Hm, I see I have sent it to list, but it absent in archives... Just
quote from it:

> First potential positive effect I could see is
> (TransactionIdIsInProgress -> KnownAssignedXidsSearch) locking but
> seems like it is not on standby hotpath.

> Second one - locking for KnownAssignedXidsGetAndSetXmin (build
> snapshot). But I was unable to measure impact. It wasn’t visible
> separately in (3) test.

> Maybe someone knows scenario causing known_assigned_xids_lck or
> TransactionIdIsInProgress become bottleneck on standby?
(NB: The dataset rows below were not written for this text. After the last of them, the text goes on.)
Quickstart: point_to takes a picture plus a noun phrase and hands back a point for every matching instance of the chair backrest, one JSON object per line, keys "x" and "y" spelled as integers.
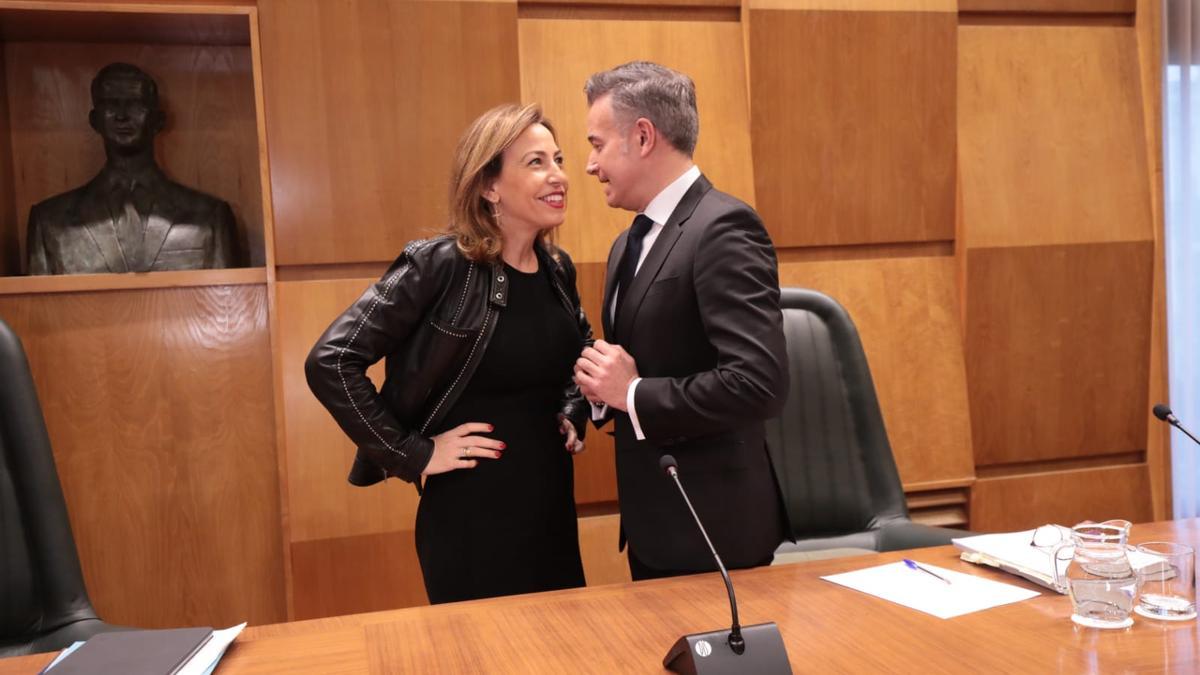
{"x": 829, "y": 446}
{"x": 41, "y": 584}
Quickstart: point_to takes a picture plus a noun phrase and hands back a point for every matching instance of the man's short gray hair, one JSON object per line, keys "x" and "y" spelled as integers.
{"x": 641, "y": 89}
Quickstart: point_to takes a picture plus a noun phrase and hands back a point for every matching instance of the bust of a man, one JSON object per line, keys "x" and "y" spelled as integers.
{"x": 131, "y": 216}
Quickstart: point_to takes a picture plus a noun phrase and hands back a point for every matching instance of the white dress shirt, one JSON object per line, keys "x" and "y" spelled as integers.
{"x": 658, "y": 210}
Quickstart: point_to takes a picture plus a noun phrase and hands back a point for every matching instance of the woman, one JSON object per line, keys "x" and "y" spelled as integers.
{"x": 480, "y": 327}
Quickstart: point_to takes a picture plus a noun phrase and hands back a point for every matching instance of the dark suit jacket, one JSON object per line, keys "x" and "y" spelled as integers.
{"x": 702, "y": 321}
{"x": 76, "y": 233}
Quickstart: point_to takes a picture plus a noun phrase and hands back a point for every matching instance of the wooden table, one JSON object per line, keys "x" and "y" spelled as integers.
{"x": 628, "y": 628}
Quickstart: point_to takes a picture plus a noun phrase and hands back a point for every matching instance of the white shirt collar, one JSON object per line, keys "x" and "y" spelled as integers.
{"x": 664, "y": 204}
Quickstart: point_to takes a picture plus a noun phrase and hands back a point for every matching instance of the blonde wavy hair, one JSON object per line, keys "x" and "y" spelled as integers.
{"x": 477, "y": 165}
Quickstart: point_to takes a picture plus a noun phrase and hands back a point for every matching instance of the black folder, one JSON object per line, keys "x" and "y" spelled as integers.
{"x": 135, "y": 652}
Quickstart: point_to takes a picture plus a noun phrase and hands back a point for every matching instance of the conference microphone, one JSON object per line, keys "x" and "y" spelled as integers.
{"x": 1162, "y": 411}
{"x": 754, "y": 649}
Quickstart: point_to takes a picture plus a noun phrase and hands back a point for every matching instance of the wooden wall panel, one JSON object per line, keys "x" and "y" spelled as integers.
{"x": 1057, "y": 346}
{"x": 322, "y": 503}
{"x": 353, "y": 574}
{"x": 905, "y": 310}
{"x": 1021, "y": 502}
{"x": 210, "y": 142}
{"x": 1150, "y": 52}
{"x": 1051, "y": 143}
{"x": 557, "y": 57}
{"x": 365, "y": 102}
{"x": 10, "y": 237}
{"x": 603, "y": 563}
{"x": 852, "y": 121}
{"x": 159, "y": 405}
{"x": 1049, "y": 6}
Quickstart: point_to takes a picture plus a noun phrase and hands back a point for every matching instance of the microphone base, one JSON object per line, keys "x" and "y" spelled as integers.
{"x": 709, "y": 653}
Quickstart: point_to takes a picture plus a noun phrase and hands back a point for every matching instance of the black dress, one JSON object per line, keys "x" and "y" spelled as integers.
{"x": 508, "y": 526}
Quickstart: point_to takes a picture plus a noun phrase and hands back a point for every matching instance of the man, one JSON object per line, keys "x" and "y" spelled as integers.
{"x": 130, "y": 217}
{"x": 695, "y": 358}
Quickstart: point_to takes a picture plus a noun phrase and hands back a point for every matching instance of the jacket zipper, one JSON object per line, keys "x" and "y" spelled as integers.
{"x": 483, "y": 329}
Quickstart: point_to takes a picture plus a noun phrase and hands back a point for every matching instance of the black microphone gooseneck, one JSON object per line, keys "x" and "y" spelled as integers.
{"x": 737, "y": 643}
{"x": 1162, "y": 411}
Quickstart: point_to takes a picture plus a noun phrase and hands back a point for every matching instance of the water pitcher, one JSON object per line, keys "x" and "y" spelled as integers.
{"x": 1099, "y": 578}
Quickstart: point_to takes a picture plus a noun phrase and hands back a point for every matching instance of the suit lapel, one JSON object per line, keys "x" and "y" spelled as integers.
{"x": 155, "y": 236}
{"x": 610, "y": 281}
{"x": 671, "y": 232}
{"x": 91, "y": 210}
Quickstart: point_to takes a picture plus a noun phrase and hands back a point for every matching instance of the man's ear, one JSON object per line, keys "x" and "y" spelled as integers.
{"x": 160, "y": 120}
{"x": 646, "y": 136}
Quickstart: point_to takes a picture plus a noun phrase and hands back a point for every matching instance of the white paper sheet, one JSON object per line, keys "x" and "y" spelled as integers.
{"x": 207, "y": 659}
{"x": 913, "y": 589}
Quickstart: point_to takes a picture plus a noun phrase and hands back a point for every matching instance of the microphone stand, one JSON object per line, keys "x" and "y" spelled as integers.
{"x": 737, "y": 643}
{"x": 755, "y": 649}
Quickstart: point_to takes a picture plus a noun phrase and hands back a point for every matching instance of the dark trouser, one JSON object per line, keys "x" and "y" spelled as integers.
{"x": 640, "y": 572}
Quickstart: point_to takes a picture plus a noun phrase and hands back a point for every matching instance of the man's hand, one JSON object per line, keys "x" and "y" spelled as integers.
{"x": 604, "y": 372}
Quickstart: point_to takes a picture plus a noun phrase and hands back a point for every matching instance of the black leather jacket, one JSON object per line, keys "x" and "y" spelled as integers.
{"x": 431, "y": 315}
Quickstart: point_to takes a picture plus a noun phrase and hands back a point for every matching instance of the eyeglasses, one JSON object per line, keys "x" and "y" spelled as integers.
{"x": 1047, "y": 537}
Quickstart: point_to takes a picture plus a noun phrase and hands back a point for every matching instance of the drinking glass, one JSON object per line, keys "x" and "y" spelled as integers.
{"x": 1168, "y": 586}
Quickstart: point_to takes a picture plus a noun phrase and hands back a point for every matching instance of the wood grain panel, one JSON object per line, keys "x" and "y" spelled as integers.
{"x": 117, "y": 23}
{"x": 940, "y": 508}
{"x": 906, "y": 316}
{"x": 557, "y": 57}
{"x": 1049, "y": 6}
{"x": 10, "y": 237}
{"x": 159, "y": 406}
{"x": 353, "y": 574}
{"x": 595, "y": 469}
{"x": 856, "y": 5}
{"x": 322, "y": 503}
{"x": 365, "y": 102}
{"x": 1051, "y": 143}
{"x": 852, "y": 123}
{"x": 1150, "y": 51}
{"x": 210, "y": 142}
{"x": 1019, "y": 502}
{"x": 603, "y": 563}
{"x": 1057, "y": 346}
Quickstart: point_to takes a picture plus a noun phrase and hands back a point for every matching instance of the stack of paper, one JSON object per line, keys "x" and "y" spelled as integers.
{"x": 179, "y": 651}
{"x": 954, "y": 595}
{"x": 1012, "y": 553}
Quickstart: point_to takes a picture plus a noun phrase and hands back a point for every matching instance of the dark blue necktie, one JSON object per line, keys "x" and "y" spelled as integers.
{"x": 629, "y": 263}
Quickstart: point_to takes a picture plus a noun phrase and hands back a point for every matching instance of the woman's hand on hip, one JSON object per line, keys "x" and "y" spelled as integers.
{"x": 565, "y": 428}
{"x": 457, "y": 448}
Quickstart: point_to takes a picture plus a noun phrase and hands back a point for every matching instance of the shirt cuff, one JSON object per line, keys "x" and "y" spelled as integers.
{"x": 633, "y": 413}
{"x": 599, "y": 411}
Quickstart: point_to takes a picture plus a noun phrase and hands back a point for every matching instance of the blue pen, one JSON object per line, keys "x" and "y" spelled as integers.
{"x": 919, "y": 568}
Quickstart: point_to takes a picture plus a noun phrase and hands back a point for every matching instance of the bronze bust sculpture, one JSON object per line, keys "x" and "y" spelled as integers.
{"x": 131, "y": 216}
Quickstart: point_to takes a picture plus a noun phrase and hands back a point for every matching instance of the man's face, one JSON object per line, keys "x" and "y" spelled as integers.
{"x": 125, "y": 115}
{"x": 615, "y": 159}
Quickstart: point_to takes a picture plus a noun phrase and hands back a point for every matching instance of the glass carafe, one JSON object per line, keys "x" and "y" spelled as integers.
{"x": 1099, "y": 578}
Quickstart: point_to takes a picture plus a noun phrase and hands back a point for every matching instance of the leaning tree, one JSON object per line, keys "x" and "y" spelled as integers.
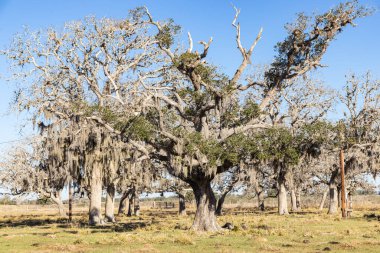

The latest question is still actual :)

> I think it might be a bigger effect than one might immediately think. Because
> the spinlock will typically be on the same cacheline as head/tail, and because
> every spinlock acquisition requires the cacheline to be modified (and thus
> owned mexlusively) by the current core, uses of head/tail will very commonly
> be cache misses even in workloads without a lot of KAX activity.

I was trying to find some way to practically achieve any noticeable
impact here, but unsuccessfully.

>> But yeah, it does feel like the proposed
>> approach is only going to be optimal over a small range of conditions.

> In particular, it doesn't adapt at all to workloads that don't replay all that
> much, but do compute a lot of snapshots.

The approach (2) was optimized to avoid any additional work for anyone
except non-startup
processes (approach with offsets to skip gaps while building snapshot).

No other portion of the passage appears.